Notably like vitamin D deficiency and the prevalence of multiple sclerosis (MS) is also higher in the northern hemisphere. From an MS research perspective vitamin D deficiency is an important consideration. Pathologically in MS there is degeneration of axons and neurons. Researchers have demonstrated that the biologically active form of vitamin D gives the body protection against T cell mediated killing of human neurons in laboratory cultures. Similarly, in mice vitamin D autoimmune experiments have resulted in axonal loss. This may throw some new insight on how vitamin D deficiency can affect immune and neuromuscular function in IBS. In a cross-sectional study on the protective effects of vitamin D on 3,121 adults aged 50yrs or less (96% men) underwent a colonoscopy and found the 10% had at least one advanced cancerous lesion. Participants with highest vitamin D intake (>645 IU/day) had a significantly lower risk of lesions. However, a cancer and vitamin D study on 36,282 post-menopausal women of various races and ethnicities found there was no significant difference in the incidence of colorectal cancer over 7 yrs between the intervention and control groups.

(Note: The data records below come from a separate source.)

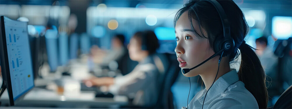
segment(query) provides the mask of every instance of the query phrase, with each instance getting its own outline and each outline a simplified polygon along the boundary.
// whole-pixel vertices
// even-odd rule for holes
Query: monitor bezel
[[[26,92],[24,92],[22,95],[20,95],[18,98],[17,98],[15,100],[14,100],[13,98],[13,93],[12,93],[11,78],[10,76],[10,72],[9,68],[8,53],[7,50],[7,44],[6,42],[6,35],[5,32],[5,24],[4,22],[4,17],[5,19],[9,19],[12,20],[13,20],[3,16],[1,16],[1,17],[0,17],[1,18],[0,19],[1,19],[1,34],[0,34],[0,43],[1,43],[0,45],[1,45],[1,59],[0,59],[0,60],[1,61],[1,69],[2,72],[3,72],[2,73],[2,77],[3,77],[3,80],[6,84],[6,87],[8,92],[8,95],[9,97],[9,101],[10,106],[13,106],[15,105],[17,103],[21,101],[21,100],[23,100],[25,95],[29,92],[31,91],[33,88],[34,87],[35,85],[34,81],[33,85],[32,87],[30,89],[29,89],[28,90],[27,90]],[[20,22],[16,21],[15,21]],[[26,23],[26,25],[27,25],[27,22],[25,22],[25,23]],[[27,31],[28,31],[27,29]],[[28,35],[27,36],[28,37]],[[29,53],[30,53],[30,44],[29,45],[29,47],[28,48],[30,52]],[[31,57],[31,54],[30,54],[30,56]],[[32,70],[32,72],[34,72],[33,70]],[[33,74],[34,74],[34,73],[33,72]],[[32,76],[33,76],[33,75],[32,75]],[[32,77],[33,78],[33,77]]]

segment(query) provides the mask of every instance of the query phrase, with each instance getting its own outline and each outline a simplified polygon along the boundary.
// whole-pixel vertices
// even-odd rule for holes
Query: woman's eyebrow
[[[194,32],[194,31],[192,29],[184,29],[183,30],[182,30],[181,31],[182,32],[186,32],[186,31],[190,31],[190,32]],[[176,33],[176,31],[174,31],[174,33]]]

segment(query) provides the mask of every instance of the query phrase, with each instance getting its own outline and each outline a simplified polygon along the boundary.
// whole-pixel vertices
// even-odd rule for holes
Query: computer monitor
[[[34,86],[27,22],[1,16],[1,66],[10,105],[14,105]]]

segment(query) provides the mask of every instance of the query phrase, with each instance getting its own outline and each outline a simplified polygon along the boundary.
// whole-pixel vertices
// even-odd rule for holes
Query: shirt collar
[[[213,86],[210,89],[206,97],[205,103],[208,102],[208,100],[219,93],[224,92],[230,85],[239,80],[238,75],[235,69],[233,69],[220,77],[213,85]],[[198,99],[198,100],[201,104],[203,104],[205,95],[206,94],[206,89],[203,91],[203,94]]]

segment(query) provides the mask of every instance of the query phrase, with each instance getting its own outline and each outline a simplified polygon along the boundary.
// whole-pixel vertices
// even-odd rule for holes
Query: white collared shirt
[[[206,90],[196,94],[188,109],[201,109]],[[210,88],[204,103],[204,109],[258,109],[255,99],[239,81],[233,69],[220,77]]]

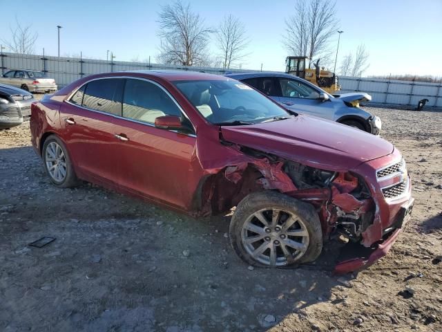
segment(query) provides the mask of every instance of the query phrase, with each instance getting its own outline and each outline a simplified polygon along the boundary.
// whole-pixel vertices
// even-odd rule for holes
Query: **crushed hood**
[[[244,126],[222,126],[222,138],[323,169],[345,172],[393,152],[386,140],[313,116]]]
[[[369,102],[372,100],[372,96],[365,92],[354,92],[352,93],[343,93],[338,97],[340,100],[347,102]]]

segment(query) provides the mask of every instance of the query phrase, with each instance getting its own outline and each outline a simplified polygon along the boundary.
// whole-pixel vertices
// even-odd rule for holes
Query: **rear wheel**
[[[323,248],[320,222],[313,206],[276,192],[252,193],[241,201],[229,234],[238,255],[258,267],[312,261]]]
[[[341,123],[343,124],[352,127],[354,128],[357,128],[363,131],[365,131],[365,127],[364,127],[364,125],[362,123],[361,123],[359,121],[356,121],[356,120],[348,120],[347,121],[343,121]]]
[[[42,157],[46,174],[54,185],[68,188],[78,184],[66,148],[56,136],[51,135],[44,141]]]

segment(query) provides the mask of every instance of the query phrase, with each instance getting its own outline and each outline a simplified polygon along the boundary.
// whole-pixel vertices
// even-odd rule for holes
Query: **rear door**
[[[122,115],[124,79],[91,81],[64,102],[61,113],[65,139],[78,172],[117,185],[120,140],[115,137],[115,116]]]
[[[165,115],[184,116],[164,89],[153,81],[126,80],[123,118],[114,127],[124,138],[118,149],[119,182],[138,195],[186,208],[199,174],[192,165],[196,136],[156,128],[155,119]]]
[[[280,103],[298,113],[334,120],[332,102],[323,102],[319,91],[300,80],[278,77],[277,88]]]

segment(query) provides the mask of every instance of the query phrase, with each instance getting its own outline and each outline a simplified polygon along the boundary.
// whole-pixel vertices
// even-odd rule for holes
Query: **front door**
[[[91,81],[60,110],[63,136],[76,169],[86,178],[116,185],[119,172],[114,116],[121,116],[124,79]]]
[[[155,119],[165,115],[182,116],[165,90],[152,81],[126,80],[123,118],[115,126],[115,133],[125,138],[118,149],[119,182],[137,194],[186,208],[200,174],[193,163],[196,137],[156,128]]]

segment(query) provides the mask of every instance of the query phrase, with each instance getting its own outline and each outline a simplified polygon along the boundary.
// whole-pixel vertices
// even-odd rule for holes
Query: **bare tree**
[[[22,54],[30,54],[35,50],[35,42],[39,35],[32,30],[32,26],[22,26],[15,19],[17,26],[15,28],[10,28],[11,31],[11,39],[2,42],[9,47],[12,52]]]
[[[362,73],[368,68],[369,66],[369,64],[367,63],[369,56],[368,52],[365,50],[365,46],[363,44],[359,45],[356,50],[356,55],[354,57],[352,76],[361,76]]]
[[[314,57],[328,53],[333,34],[338,30],[335,2],[297,0],[295,13],[285,21],[284,45],[294,55]]]
[[[159,13],[159,59],[166,64],[198,65],[204,62],[212,30],[189,3],[175,0]]]
[[[222,68],[230,68],[247,55],[244,53],[249,44],[244,24],[232,15],[225,16],[216,31],[218,48],[222,57]]]
[[[339,72],[342,76],[347,76],[352,71],[352,66],[353,66],[353,55],[348,53],[344,57],[342,62],[340,63],[340,67],[339,68]]]

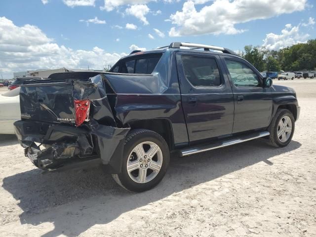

Vitamin D is not routinely prescribed for IBS and there are no recommended vitamin D daily target levels set for adults. Safe daily intake levels are 25 micrograms in children and 50 micrograms in adults (12-70yrs). Optimum levels for good health varies depending on age and stage of life. Considering the reported case study for IBS the therapeutic dose may be closer to 50-100 micrograms daily. This can be added to by increasing the intake of vitamin D rich foods e.g. oily fish (salmon, sardines, and mackerel), eggs, organ meats and vitamin D fortified foods. Further enhancement in the summer months by exposing bare skin to the midday sun (April –Oct), 10-15 min for people with fair skin; 30 min in Asians; and 120 min in African or Afro-Caribbean is helpful. There is no danger of vitamin D toxicity from sunlight as it is effectively gotten rid of by the body. Toxicity is mostly through supplementation sources, symptoms are non-specific e.g. anorexia, weight loss, headache, nausea, vomiting, heart irregularities resulting in subsequent damage to the heart, blood vessels and kidneys.